If you think you’re a brave star, carry on and read of the different Jumbees that lurk in the islands.
The Bacoo is a mythological figure that resembles a leprechaun, known from Irish folklore. It’s thought to have African roots, as the word “baku” means little brother or short man in many dialects. The small creature is said to reward its owner with wealth or wishes at the price of a constant supply of milk and bananas. Bacoos are mischievous, intelligent and devious, behaving like a poltergeist by moving items and pelting rocks at homes. They can shape-shift and make themselves unseen during their active hours in the night.
The Moongazer only comes out during a full moon. The spirit is an unusually tall man who gazes at the full moon. Moongazer is also described as muscular, white or dark, straddling a road or on the edges of a cliff. In some versions of his story, it’s said only a shadow can be seen by the light of the full moon. The Moongazer terrorizes rural villages by standing with his long legs at either side of a road and hands on hips while he stares at the moon. Anyone who tries to pass will be crushed to death as he quickly closes his legs.
A Choorile is a vampire-like creature of East Indian origin and considered to be the ghost of a deceased person.
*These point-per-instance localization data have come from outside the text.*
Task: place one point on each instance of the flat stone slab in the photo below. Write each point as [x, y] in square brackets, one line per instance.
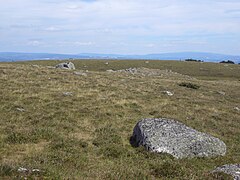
[172, 137]
[65, 65]
[231, 169]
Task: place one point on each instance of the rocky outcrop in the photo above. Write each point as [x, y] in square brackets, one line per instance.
[175, 138]
[231, 169]
[65, 65]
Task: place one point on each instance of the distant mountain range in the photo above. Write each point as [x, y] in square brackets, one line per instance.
[207, 57]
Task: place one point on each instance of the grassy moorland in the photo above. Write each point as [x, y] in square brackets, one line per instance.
[84, 134]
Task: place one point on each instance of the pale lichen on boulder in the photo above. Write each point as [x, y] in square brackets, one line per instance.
[175, 138]
[231, 169]
[65, 65]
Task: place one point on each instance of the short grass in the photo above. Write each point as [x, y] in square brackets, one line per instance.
[86, 135]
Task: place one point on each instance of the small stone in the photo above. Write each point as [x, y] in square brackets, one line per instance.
[168, 93]
[67, 93]
[222, 93]
[51, 67]
[80, 73]
[35, 170]
[237, 108]
[231, 169]
[20, 109]
[34, 65]
[22, 170]
[66, 65]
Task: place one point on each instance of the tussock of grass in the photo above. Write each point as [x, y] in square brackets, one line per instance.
[86, 135]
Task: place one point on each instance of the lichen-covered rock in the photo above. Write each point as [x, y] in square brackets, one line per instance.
[231, 169]
[66, 65]
[175, 138]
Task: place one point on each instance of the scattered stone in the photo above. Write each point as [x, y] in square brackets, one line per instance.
[67, 93]
[66, 65]
[20, 109]
[51, 67]
[80, 73]
[34, 65]
[110, 70]
[22, 170]
[231, 169]
[237, 108]
[172, 137]
[222, 93]
[151, 72]
[168, 93]
[35, 170]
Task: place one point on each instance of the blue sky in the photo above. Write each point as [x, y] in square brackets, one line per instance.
[120, 26]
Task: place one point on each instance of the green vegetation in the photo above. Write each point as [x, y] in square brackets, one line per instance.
[189, 85]
[86, 135]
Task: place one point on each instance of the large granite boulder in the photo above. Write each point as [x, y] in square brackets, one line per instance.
[175, 138]
[231, 169]
[66, 65]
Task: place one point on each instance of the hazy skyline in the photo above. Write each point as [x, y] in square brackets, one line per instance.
[120, 26]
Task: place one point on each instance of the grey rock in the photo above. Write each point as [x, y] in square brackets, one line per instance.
[80, 73]
[172, 137]
[231, 169]
[21, 169]
[20, 109]
[168, 93]
[66, 65]
[237, 108]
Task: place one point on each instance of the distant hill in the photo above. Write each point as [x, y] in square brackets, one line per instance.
[207, 57]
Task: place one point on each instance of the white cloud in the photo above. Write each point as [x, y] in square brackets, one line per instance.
[105, 22]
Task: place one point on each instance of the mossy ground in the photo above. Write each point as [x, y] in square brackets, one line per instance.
[86, 135]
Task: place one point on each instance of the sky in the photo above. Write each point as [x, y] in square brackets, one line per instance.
[120, 26]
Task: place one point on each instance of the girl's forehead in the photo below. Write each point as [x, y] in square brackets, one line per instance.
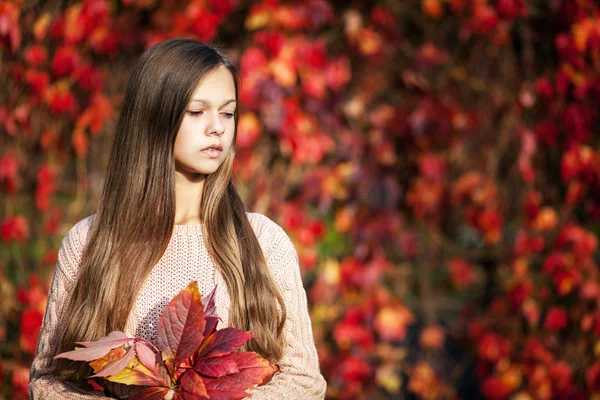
[218, 83]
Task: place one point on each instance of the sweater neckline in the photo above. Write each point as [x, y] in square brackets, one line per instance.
[188, 229]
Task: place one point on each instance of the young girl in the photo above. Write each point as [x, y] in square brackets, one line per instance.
[169, 214]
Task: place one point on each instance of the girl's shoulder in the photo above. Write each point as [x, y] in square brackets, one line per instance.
[267, 231]
[279, 250]
[72, 246]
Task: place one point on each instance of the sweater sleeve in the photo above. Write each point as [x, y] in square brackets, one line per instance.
[299, 376]
[43, 385]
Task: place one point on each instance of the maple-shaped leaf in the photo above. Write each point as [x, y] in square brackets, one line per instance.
[136, 373]
[254, 370]
[97, 349]
[193, 384]
[211, 326]
[216, 367]
[223, 342]
[112, 355]
[151, 393]
[210, 307]
[114, 366]
[181, 326]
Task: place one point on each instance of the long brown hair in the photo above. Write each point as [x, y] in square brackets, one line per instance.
[135, 217]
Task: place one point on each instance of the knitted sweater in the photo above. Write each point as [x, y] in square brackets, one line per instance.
[187, 259]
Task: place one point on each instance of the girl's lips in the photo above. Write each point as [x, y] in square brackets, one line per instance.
[212, 153]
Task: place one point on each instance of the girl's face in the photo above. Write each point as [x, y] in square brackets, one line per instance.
[208, 122]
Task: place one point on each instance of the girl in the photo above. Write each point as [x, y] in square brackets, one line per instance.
[169, 214]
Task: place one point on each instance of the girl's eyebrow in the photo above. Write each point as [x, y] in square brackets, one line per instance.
[208, 103]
The most well known version of Choorile in the Caribbean is an evil spirit of a woman who had died in childbirth, but her child lived. She’s tormented by the separation from her child and bawls in grief. She haunts and terrorizes pregnant women and newborn babies. A Choorile resembles a human woman, but their feet are turned backwards and other features are sometimes upside down. They have the ability to change their form and look beautiful or normal to lure young men to their deaths. They are often met at crossroads or fields.
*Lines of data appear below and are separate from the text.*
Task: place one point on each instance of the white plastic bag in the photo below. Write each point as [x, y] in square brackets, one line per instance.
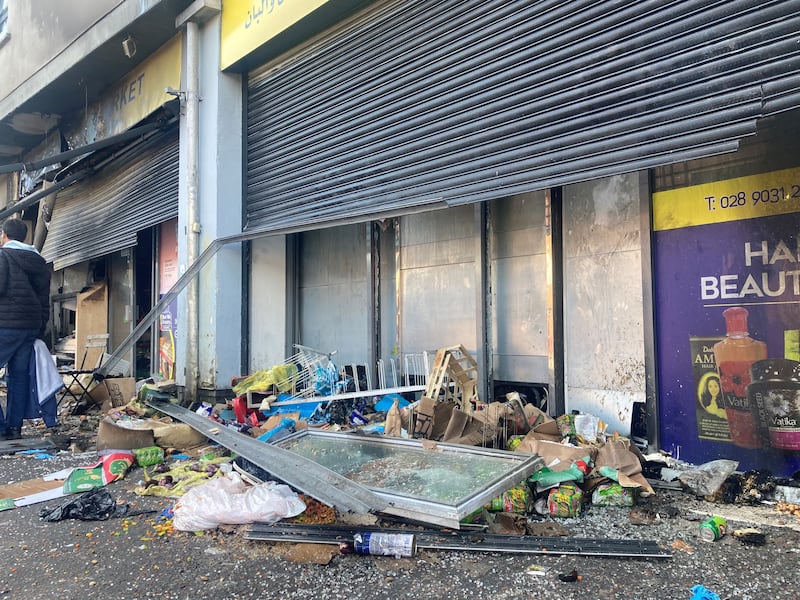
[228, 500]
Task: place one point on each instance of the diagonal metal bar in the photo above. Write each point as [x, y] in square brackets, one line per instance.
[461, 540]
[298, 472]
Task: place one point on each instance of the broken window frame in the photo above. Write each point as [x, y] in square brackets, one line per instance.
[429, 510]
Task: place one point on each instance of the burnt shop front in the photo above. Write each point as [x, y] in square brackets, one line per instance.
[479, 173]
[112, 235]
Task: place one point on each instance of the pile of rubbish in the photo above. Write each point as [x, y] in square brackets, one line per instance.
[580, 464]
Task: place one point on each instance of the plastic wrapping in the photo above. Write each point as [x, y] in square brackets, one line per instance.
[228, 500]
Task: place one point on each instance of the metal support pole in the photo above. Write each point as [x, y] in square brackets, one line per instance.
[192, 116]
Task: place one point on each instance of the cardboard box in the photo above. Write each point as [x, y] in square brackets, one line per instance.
[91, 317]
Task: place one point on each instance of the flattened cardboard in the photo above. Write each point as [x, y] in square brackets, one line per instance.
[111, 436]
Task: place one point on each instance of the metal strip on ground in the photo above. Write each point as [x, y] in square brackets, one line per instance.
[300, 473]
[459, 540]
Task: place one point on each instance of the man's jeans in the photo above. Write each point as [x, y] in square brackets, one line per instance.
[16, 346]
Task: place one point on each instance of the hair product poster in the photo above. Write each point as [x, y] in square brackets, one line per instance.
[727, 301]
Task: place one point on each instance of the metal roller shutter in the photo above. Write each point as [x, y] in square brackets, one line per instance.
[455, 101]
[137, 190]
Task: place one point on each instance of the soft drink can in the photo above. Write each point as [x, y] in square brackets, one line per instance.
[713, 528]
[385, 544]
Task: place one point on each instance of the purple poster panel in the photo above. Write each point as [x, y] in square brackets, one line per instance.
[727, 300]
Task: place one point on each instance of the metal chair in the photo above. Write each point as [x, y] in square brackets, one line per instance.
[77, 385]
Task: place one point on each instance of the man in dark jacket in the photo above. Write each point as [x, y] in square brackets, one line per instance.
[24, 312]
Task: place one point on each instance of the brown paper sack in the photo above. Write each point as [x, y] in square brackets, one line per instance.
[393, 426]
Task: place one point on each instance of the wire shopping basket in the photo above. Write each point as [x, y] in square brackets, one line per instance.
[314, 374]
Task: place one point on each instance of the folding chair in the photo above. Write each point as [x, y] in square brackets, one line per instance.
[77, 384]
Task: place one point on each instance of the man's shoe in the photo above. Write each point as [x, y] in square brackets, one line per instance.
[12, 433]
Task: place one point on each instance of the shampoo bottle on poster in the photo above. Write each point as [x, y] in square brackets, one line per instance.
[733, 356]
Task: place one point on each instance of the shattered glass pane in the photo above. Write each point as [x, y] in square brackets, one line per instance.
[438, 475]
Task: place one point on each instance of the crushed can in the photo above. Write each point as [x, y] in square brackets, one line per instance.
[385, 544]
[146, 457]
[713, 529]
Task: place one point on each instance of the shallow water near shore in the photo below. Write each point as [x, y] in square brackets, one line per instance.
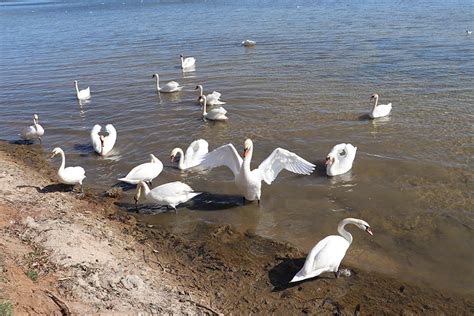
[304, 87]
Ole Higue is known to be a woman who sucks the blood of unsuspecting victims as they sleep— particularly children and babies. Ole Higue lives among villagers and is a quiet and introverted old lady. At night she sheds her skin and hides it, then heads to the home of her intended victim. She turns into a ball of fire and enters the home through a keyhole. If an Ole Higue is discovered in the village, her removal is often a community event. To dispose of an Ole Higue, you can turn the key while she is trying to enter; this will crush her. You can also find where her skin is stored and put hot peppers to burn her when she tries to wear it again.
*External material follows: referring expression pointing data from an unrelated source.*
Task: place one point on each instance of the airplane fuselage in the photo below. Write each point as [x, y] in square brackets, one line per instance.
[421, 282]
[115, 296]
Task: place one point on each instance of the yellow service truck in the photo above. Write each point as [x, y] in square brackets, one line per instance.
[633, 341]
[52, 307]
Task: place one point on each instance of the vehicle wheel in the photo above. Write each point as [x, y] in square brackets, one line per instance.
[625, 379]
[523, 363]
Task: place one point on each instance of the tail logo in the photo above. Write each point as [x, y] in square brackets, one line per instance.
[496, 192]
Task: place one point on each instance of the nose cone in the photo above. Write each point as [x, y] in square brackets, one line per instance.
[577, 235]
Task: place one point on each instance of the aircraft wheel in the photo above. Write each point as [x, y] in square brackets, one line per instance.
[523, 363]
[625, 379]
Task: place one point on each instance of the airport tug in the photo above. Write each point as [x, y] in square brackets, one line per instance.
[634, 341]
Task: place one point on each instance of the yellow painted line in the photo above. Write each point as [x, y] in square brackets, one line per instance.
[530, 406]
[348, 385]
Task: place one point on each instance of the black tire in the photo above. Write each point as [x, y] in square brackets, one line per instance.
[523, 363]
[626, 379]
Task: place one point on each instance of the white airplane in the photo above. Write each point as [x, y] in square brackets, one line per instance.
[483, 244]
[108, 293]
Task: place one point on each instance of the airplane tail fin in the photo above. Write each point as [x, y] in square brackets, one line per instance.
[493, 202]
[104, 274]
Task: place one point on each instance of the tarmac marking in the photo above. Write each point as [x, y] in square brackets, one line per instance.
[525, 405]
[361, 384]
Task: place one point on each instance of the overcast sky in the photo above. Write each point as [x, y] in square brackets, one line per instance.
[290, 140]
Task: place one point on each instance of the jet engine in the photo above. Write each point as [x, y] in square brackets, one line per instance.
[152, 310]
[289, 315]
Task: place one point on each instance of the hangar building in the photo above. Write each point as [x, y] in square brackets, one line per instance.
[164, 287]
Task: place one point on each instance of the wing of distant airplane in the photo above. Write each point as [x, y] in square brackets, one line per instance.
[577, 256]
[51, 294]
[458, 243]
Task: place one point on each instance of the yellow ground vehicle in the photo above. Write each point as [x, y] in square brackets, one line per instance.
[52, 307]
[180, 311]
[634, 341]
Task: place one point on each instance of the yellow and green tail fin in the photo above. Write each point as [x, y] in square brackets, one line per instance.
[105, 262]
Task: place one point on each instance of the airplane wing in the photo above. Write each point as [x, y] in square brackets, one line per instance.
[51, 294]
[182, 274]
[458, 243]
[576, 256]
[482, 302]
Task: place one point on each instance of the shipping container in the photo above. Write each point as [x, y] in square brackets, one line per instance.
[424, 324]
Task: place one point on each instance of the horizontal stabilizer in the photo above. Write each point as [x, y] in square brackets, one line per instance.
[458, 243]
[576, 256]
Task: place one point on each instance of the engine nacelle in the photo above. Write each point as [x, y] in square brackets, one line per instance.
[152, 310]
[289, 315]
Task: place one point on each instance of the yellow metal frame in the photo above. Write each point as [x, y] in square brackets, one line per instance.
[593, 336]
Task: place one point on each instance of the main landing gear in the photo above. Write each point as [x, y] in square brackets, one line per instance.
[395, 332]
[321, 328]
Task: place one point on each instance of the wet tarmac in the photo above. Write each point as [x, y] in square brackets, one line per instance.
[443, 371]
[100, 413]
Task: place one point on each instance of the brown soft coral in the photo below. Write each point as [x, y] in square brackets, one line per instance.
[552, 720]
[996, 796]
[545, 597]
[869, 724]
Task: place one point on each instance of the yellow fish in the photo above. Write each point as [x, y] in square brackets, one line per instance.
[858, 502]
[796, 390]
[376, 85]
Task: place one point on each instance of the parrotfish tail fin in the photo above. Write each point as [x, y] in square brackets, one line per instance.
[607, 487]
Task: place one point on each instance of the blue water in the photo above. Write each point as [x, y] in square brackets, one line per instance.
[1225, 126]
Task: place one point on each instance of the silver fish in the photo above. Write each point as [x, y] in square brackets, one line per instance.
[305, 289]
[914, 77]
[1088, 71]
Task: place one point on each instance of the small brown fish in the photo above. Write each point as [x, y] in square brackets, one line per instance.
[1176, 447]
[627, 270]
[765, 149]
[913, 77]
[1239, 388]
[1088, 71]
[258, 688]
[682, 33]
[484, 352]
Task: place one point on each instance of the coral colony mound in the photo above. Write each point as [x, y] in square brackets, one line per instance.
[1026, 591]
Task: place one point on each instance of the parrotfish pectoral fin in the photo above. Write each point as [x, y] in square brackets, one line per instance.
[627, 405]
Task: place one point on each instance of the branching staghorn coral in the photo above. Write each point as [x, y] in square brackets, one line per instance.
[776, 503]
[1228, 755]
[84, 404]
The Massacooramanis a large, hairy, man-like creature that lives in rivers. It has sharp teeth and is tall and bigger than a man. The Massacooramaan is said to capsize small boats and eat the occupants. Amerindians and miners who work in the interior of Guyana often speak of the Massacooramaan. To the Amerindians, he is a powerful river spirit that pulls boats down into the water. It is unknown if he ever walks on land.
The Dutchman Jumbee
The Dutchman Jumbee is considered the most frightening Jumbee of them all and is blamed for the evilest acts. According to the stories, during the 1500s the Dutch used to kill slaves and bury them with their treasures to act as guards for the items. The Dutchman Jumbees are the Dutchmen who did the killing and in death, they were brought back to the Caribbean. There are trees called Dutchman trees. The stories say if one climbs these trees or cuts at it, the Dutchman Jumbee will cause them to fall and break their neck, spine, get violently ill, or encounter bad karma.
So there you have it. In practically no time, our beautiful islands can turn into chilling twilights with just the mention of a Jumbee.
Of course, there are ways to keep yourself protected if you feel one of these spirits might be slinking about.
Leaving a heap of rice outside your front door forces Jumbees to count every grain before the sun rises. It is believed that Jumbees can’t cross water, so if you find yourself being chased, crossing a river might save you. When coming home late at night, walking backwards may prevent a Jumbee from following you inside.
The stories of these supernatural creatures are fascinating and unique. They continue to be passed down orally to each generation— our own Caribbean twists on vampires, goblins and ghouls. Most chilling of all, we are reminded that when night falls there are new energies that come awake and roam, searching for those who are brave enough to wander, as the rest of us drift off to sleep.